Marcelina Maldonado, 28, knows firsthand how challenging it is to find a home in San Francisco. After she and her family lost their home of eight years, the Hamilton Family Center helped Maldonado manage her budget, look at prospective homes and fill out rental applications. Ultimately, she was able to stay in The City.
“The rent is ridiculous for such a small room, but we had to stay because the services offered in San Francisco aren’t offered in other parts of the Bay Area that are more affordable,” Maldonado said in Spanish.
The center also communicates with landlords to alleviate any concerns about prospective tenants and helps families with a security deposit and other move-in expenses. Staff with the center pull listings for the database from real estate and classified websites like Craigslist, Zillow and Trulia, as well as network with realtors to learn of available below-market-rate units in the Bay Area.
“There’s a lot more housing out there available for families than you would think,” Kositsky noted.
Such efforts have helped reduce the number of homeless families citywide by 11 percent in the past year, from 1,461 in 2014 to 1,298 as of June, according to data compiled by the Hamilton Family Center, though Kositsky emphasized that count is fluid.
While that number is still higher than the 697 homeless families recorded in 2007 — the first year the data is available — Kositsky said a surge in rapid rehousing and eviction prevention programs citywide has led to the greatest drop in homeless families in that time.

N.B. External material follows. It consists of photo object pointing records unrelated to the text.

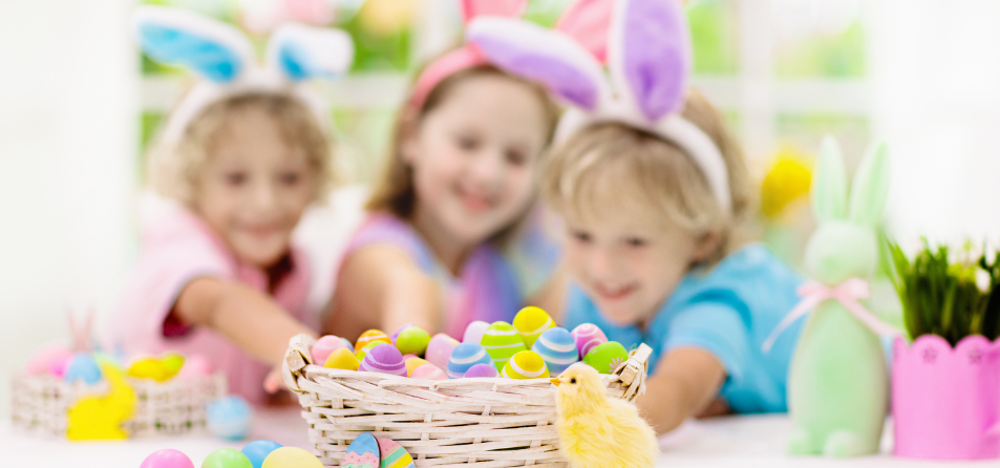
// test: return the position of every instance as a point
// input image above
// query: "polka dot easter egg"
(502, 342)
(588, 336)
(557, 348)
(474, 332)
(439, 350)
(525, 365)
(362, 453)
(464, 357)
(342, 359)
(393, 455)
(384, 358)
(606, 357)
(530, 323)
(371, 336)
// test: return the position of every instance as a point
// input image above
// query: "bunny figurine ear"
(650, 55)
(215, 50)
(302, 52)
(871, 187)
(535, 53)
(829, 190)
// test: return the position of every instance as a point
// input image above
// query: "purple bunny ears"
(647, 47)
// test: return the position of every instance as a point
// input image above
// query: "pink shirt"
(175, 249)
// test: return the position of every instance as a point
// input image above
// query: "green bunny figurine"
(838, 383)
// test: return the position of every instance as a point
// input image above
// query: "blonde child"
(653, 191)
(241, 157)
(443, 245)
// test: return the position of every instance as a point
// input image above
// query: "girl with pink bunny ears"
(653, 191)
(444, 243)
(240, 157)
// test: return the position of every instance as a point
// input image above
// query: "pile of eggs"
(532, 347)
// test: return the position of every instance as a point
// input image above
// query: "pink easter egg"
(384, 358)
(429, 372)
(326, 346)
(439, 350)
(587, 337)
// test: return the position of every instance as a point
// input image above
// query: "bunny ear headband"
(225, 59)
(468, 56)
(647, 47)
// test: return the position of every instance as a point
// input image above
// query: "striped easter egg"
(384, 358)
(464, 356)
(587, 337)
(557, 348)
(502, 342)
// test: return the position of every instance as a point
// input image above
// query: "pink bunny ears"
(646, 45)
(467, 56)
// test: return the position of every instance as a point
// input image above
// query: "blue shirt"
(728, 311)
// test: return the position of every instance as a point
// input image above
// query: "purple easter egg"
(384, 358)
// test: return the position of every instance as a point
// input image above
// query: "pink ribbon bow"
(848, 294)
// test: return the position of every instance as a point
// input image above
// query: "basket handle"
(297, 357)
(632, 372)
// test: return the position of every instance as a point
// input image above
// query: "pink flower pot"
(946, 402)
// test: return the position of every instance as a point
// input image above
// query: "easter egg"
(557, 348)
(530, 323)
(41, 362)
(429, 372)
(502, 342)
(393, 455)
(464, 357)
(413, 340)
(439, 350)
(484, 371)
(258, 450)
(588, 336)
(362, 453)
(413, 363)
(384, 358)
(326, 345)
(291, 457)
(342, 359)
(83, 367)
(370, 336)
(229, 418)
(474, 332)
(226, 458)
(167, 458)
(526, 365)
(606, 357)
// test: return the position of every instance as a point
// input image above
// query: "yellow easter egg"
(342, 359)
(531, 322)
(526, 365)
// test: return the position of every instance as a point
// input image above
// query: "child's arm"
(380, 286)
(684, 383)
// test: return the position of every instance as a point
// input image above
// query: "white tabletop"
(743, 441)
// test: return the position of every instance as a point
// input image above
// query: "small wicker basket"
(40, 403)
(454, 423)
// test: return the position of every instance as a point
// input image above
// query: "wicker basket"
(465, 422)
(171, 408)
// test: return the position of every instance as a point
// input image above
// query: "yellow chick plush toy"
(596, 431)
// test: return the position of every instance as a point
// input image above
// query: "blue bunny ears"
(224, 58)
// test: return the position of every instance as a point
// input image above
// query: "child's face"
(254, 188)
(474, 157)
(626, 265)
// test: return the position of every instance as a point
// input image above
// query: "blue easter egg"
(83, 367)
(464, 356)
(229, 418)
(258, 450)
(557, 347)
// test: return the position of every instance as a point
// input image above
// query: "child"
(436, 251)
(242, 155)
(652, 197)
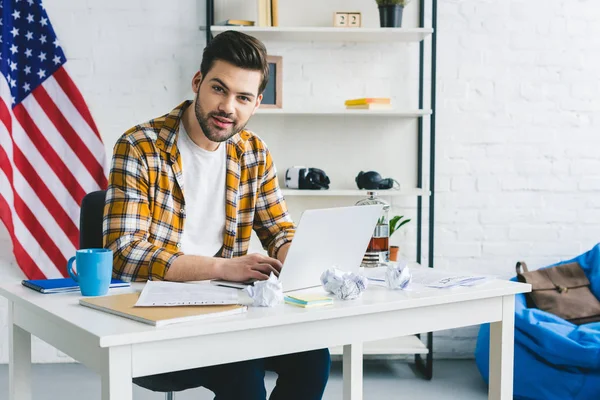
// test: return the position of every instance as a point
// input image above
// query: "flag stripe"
(31, 222)
(23, 260)
(41, 191)
(45, 173)
(43, 214)
(59, 144)
(53, 160)
(51, 152)
(24, 237)
(70, 136)
(79, 124)
(68, 86)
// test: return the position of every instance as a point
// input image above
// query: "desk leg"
(116, 379)
(502, 336)
(352, 367)
(19, 359)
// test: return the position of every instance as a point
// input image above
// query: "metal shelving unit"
(419, 345)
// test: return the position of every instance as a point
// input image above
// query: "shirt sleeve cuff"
(160, 262)
(280, 240)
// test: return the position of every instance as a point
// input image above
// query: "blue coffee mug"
(94, 270)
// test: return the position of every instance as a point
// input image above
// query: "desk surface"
(112, 330)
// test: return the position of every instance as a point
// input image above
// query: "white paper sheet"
(160, 293)
(423, 277)
(440, 279)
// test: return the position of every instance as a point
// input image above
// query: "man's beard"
(212, 133)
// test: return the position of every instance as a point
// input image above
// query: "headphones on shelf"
(306, 178)
(373, 180)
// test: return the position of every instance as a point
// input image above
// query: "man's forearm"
(194, 268)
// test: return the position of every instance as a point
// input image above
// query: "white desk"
(120, 349)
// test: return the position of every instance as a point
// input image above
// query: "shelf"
(396, 346)
(329, 34)
(345, 113)
(355, 193)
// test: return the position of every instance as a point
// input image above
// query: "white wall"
(518, 172)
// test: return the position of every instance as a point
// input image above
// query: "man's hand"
(251, 266)
(282, 253)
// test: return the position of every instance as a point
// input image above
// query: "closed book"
(308, 300)
(124, 305)
(368, 100)
(62, 285)
(372, 106)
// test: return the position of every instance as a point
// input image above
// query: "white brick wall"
(518, 170)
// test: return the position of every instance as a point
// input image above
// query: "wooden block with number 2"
(340, 19)
(354, 20)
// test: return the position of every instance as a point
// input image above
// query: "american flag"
(51, 153)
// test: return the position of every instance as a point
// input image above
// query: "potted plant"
(396, 223)
(390, 12)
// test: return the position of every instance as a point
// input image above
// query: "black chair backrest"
(90, 220)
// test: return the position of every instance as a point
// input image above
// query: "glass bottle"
(378, 251)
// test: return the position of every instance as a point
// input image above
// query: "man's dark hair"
(239, 49)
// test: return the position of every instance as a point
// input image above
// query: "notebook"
(62, 285)
(165, 293)
(124, 305)
(308, 300)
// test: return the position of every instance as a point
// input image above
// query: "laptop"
(330, 237)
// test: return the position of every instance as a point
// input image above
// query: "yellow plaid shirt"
(144, 215)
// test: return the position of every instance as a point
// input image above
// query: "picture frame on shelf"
(273, 94)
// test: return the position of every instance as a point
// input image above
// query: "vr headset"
(372, 180)
(306, 178)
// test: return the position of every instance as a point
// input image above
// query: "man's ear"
(258, 101)
(196, 80)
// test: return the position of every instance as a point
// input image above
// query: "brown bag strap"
(521, 264)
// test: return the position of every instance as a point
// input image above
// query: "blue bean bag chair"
(554, 359)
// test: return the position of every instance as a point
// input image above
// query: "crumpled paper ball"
(344, 285)
(398, 276)
(266, 293)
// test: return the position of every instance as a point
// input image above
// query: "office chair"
(90, 229)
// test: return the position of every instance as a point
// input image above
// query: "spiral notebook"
(169, 294)
(124, 305)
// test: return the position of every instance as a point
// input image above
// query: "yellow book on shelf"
(124, 305)
(372, 106)
(264, 12)
(368, 100)
(236, 22)
(274, 12)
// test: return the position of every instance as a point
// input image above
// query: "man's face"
(226, 99)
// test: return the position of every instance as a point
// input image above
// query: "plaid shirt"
(144, 215)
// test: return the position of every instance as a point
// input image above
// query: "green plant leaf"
(396, 223)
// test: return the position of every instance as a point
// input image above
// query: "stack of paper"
(166, 294)
(308, 300)
(62, 285)
(430, 277)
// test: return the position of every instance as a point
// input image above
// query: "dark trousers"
(301, 376)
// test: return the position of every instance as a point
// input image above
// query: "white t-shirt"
(204, 183)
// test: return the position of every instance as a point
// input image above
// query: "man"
(185, 191)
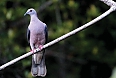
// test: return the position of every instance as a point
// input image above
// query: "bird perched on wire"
(37, 35)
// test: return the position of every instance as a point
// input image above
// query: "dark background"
(90, 53)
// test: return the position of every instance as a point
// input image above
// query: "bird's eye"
(30, 10)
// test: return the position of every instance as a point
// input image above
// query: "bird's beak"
(25, 14)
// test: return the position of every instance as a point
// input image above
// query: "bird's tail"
(39, 67)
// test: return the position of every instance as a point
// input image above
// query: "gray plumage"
(37, 37)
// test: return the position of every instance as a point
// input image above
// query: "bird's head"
(30, 11)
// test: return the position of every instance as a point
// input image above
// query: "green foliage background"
(66, 58)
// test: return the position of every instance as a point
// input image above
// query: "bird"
(37, 35)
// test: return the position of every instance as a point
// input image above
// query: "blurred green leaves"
(94, 43)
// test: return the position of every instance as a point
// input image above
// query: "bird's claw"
(40, 47)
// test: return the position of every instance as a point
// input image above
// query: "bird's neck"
(34, 18)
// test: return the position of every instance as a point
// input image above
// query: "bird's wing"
(28, 35)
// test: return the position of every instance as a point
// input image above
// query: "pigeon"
(37, 35)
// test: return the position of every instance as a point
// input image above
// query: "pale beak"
(25, 14)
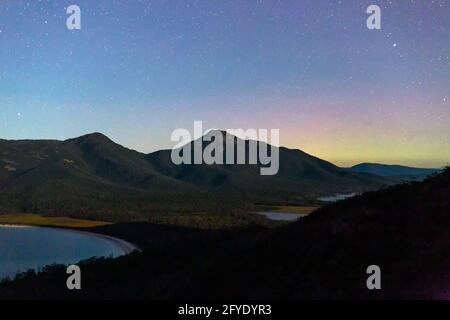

In The City’s 2015-16 budget, more than $30 million has been allocated specifically to help homeless families.
Perhaps most significantly, the number of families on a waitlist for shelter has also seen its biggest decrease in the past year since 2007, from 200 in 2014 to 130 this year — a 35 percent drop.
The center has also deemed successful a pilot program it launched in January with $1 million from Google in which the center teamed up with the San Francisco Unified School District to create a hotline for district staff to report students without a home or who seem to be at risk for becoming homeless.
School officials call the center’s hotline, and within three business days, a center staff member comes to the school to speak with the family.
Since the launch in January, 31 schools have called the hotline a total of 108 times. For about half those cases, the Hamilton Family Center provided a consultation to the school, and 48 families received direct assistance, including 12 whose evictions were prevented and 36 who were placed into permanent housing.
“It has been revolutionary in terms of how quickly we’re able to help families,” Kositsky said.